George Owino Opiyo v Republic [2014] KEHC 6562 (KLR) | Sexual Offences | Esheria

George Owino Opiyo v Republic [2014] KEHC 6562 (KLR)

Full Case Text

ORIGINAL

REPUBLIC OF KENYA

IN THE HIGH COURT OF KENYA AT KISUMU

CRIMINAL APPEAL NO. 9 OF 2012

GEORGE OWINO OPIYO..............APPELLANT

VERSUS

REPUBLIC..................................RESPONDENT

[From original conviction and sentence in the Senior Resident Magistrate’s Court at  Ukwala Criminal Case No. 91 of 2011  Before Hon. E.K. Mwaita]

J U D G M E N T

Introduction

1).     The appellant was charged with the offence of Sexual assault contrary to section 5 (1) (1) (2)  of the Sexual Offences Act No. 3 of 2006.

The particulars are that on the 25th February, 2011 at [particulars withheld]  in Ugenya district within Nyanza province unlawfully used his fingers to penetrate the vagina of

M AO

2).     The appellant was equally charged with Stealing contrary to section 275 of the Penal Code. The particulars are that on the 25th day of February 2011 at [particulars withheld] in Ugenya district within Nyanza province stole cash Kshs. 750/=, the property of M A O.

3).     The appellant was convicted and sentenced to 10 years imprisonment in respect to the first count and discharged under the provisions of section 35 (1) of the Penal Code in respect to the second count.

Facts

4).     The complainant PW1 told the court that she was asleep in her house on the material night. At around 8 p.m the appellant and his accomplice forcefully entered her house and got hold of her. They proceeded to strangle and raped her. She became unconscious in the process and when she regained her consciousness she went and reported to the assistant chief and thereafter went to the hospital for treatment. The appellant was arrested the following day.

5).     PW2, M A is a neighbour who on the material  day had gone to the complainant's house to give her some money. On reaching her house she found the appellant putting her fingers on PW1's private part and his co-accomplice was pouring water on her. He knew both the appellant and his accomplice. She went to call other people but when she came back the appellant had taken off together with his friend.

6).     PW3, PC Norbert Mugwiwas on 7-3-2011 instructed by Sgt. Bashir to proceed to the assistant chief's place who was to assist him apprehend the suspect. The said assistant chief as well as PW1 assisted him in arresting the appellant.

7).     The appellant gave an alibi defence. He said in his unsworn evidence that on the material day he had left for Kericho where he works as a turn boy in a bus called Emirates. He denied the charge but he agreed that they are related with the complainant.

Analysis and Determination

8).     The appellant has mounted five grounds of appeal.

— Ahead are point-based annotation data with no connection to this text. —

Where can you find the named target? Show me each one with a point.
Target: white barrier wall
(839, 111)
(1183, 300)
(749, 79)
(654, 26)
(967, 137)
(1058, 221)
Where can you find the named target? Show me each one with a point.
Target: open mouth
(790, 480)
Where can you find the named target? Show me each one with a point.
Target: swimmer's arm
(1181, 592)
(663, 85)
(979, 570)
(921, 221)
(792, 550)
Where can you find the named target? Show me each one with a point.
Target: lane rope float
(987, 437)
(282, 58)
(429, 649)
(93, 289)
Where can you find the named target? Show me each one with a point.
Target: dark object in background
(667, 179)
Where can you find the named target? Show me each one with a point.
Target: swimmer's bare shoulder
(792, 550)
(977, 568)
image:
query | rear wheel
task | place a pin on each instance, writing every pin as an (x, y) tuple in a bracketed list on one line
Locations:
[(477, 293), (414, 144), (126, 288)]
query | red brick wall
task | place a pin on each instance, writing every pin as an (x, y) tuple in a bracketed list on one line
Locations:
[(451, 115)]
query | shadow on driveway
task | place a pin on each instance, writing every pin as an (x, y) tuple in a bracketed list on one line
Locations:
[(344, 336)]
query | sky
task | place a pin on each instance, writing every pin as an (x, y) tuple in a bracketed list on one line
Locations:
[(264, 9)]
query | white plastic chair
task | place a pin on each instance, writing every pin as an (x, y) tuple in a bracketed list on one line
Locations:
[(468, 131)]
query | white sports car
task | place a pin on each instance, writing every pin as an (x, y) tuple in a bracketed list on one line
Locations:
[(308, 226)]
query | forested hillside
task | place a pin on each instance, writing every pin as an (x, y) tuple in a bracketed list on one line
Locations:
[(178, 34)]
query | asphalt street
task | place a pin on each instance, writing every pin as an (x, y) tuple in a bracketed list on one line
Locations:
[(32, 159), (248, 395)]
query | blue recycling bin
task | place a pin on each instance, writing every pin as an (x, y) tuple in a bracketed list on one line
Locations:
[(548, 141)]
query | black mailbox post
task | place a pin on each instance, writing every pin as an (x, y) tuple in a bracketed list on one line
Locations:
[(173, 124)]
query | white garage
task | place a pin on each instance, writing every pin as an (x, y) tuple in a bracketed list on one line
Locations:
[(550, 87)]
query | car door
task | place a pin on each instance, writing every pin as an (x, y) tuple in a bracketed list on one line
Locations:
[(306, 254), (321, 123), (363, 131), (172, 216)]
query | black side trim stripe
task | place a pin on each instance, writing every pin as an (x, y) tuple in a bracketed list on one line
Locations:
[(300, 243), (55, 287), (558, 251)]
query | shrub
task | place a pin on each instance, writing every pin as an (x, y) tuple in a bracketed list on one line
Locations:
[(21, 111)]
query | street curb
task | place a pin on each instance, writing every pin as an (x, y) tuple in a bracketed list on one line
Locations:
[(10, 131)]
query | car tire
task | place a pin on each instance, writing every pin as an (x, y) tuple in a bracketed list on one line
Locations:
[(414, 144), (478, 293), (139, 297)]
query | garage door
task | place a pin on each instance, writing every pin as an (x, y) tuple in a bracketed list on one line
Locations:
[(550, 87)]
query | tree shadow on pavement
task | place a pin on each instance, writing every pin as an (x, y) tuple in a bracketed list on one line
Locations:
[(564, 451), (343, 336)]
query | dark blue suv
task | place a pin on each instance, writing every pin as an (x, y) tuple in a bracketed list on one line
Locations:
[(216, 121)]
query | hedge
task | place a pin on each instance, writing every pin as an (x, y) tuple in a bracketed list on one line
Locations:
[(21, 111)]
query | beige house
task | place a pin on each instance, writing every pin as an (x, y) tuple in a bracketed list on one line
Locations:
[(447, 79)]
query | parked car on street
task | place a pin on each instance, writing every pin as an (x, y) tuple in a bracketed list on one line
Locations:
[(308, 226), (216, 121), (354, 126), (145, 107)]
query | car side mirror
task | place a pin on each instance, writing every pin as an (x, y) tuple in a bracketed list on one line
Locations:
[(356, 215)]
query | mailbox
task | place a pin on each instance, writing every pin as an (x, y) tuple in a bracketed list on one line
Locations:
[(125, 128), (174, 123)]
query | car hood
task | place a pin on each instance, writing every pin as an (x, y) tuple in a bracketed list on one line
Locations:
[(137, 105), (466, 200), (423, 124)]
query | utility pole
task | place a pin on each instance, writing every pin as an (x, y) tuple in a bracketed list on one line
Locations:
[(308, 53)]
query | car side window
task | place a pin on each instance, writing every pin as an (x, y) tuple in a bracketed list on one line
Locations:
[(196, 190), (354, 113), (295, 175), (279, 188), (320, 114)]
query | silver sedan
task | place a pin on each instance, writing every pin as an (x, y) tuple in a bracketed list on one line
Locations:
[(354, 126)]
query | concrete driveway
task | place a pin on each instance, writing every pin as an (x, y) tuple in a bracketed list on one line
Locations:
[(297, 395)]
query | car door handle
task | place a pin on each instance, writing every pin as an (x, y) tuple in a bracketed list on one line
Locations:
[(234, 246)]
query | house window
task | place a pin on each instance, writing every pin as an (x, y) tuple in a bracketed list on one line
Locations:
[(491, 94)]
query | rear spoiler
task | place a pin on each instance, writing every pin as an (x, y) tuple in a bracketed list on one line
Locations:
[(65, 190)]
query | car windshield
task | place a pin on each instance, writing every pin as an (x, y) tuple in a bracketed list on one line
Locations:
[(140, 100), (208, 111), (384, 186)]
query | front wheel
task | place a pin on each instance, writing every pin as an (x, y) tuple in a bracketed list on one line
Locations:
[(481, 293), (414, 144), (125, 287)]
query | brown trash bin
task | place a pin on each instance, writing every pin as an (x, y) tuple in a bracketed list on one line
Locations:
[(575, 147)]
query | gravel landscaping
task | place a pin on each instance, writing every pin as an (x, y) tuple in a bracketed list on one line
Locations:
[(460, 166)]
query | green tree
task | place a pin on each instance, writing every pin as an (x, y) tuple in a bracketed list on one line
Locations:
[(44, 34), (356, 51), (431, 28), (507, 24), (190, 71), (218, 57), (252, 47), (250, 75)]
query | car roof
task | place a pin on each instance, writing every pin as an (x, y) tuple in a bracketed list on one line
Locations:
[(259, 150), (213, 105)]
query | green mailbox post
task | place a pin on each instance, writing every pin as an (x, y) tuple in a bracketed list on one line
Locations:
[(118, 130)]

He has contended that the prosecution did not establish who raped the complainant and that they relied majorly on circumstantial evidence.

This court's primary duty at this juncture is to re-evaluate the evidence on record and come to a fresh and independent finding.

9).     The charge against the appellant was that of sexual assault. Sexual assault has been defined by Black's law Dictionary 8th Edition as “sexual intercourse with another person who does not consent”. It is also defined as “offensive sexual contact with another person exclusive of rape”.

10).   The circumstances obtaining in this case are unclear. Was the complainant raped or sexually assaulted? Section 5 of the Sexual Offences Act in which the charges were brought is broad in nature and it appears that sexual assault in that case applies to the second limb definition as envisaged by Black's Law Dictionary above.

11).    According to PW1 the assailants strangled and raped her till she lost consciousness. On cross examination she said that she did insert her two fingers

in her vagina. This insertion of the fingers was corroborated by PW2. However on cross examination PW2 said that the appellant was sleeping on her and putting his fingers on her vagina.

12).   The two, namely raping and insertion of her finger in the complainant's vagina are separate and distinct.

13).   The complainant did not apparently produce any medical report. She said that she went to the hospital but there was no treatment notes produced neither was any P3 form produced. Whether the complainant was raped or assaulted in the manner said, the same ought to have been corroborated by a medical report.

In the absence therefore of such crucial piece of evidence I do not find the basis for the court to have convicted the appellant.

14).   Equally, there was the question of identification which was not very clear. PW1 did not clearly tell the court how she managed to recognise or identify Okoth and Ochieng. It was 8 p.m in the night and she ought to have explained to the court how she recognised the assailants.

The assistant chief perhaps would also have been of assistance if he had testified.

15).  This court finds that the case was poorly investigated. The investigating officer ought to have ascertained the injuries if any by ensuring that medical evidence are produced to back up the case if indeed he did any investigation.

For the above reasons I do find this appeal meritorious and do allow the same and order the appellant to be released unless lawfully held.

Dated, signed and delivered at Kisumu this 20th day of January, 2014.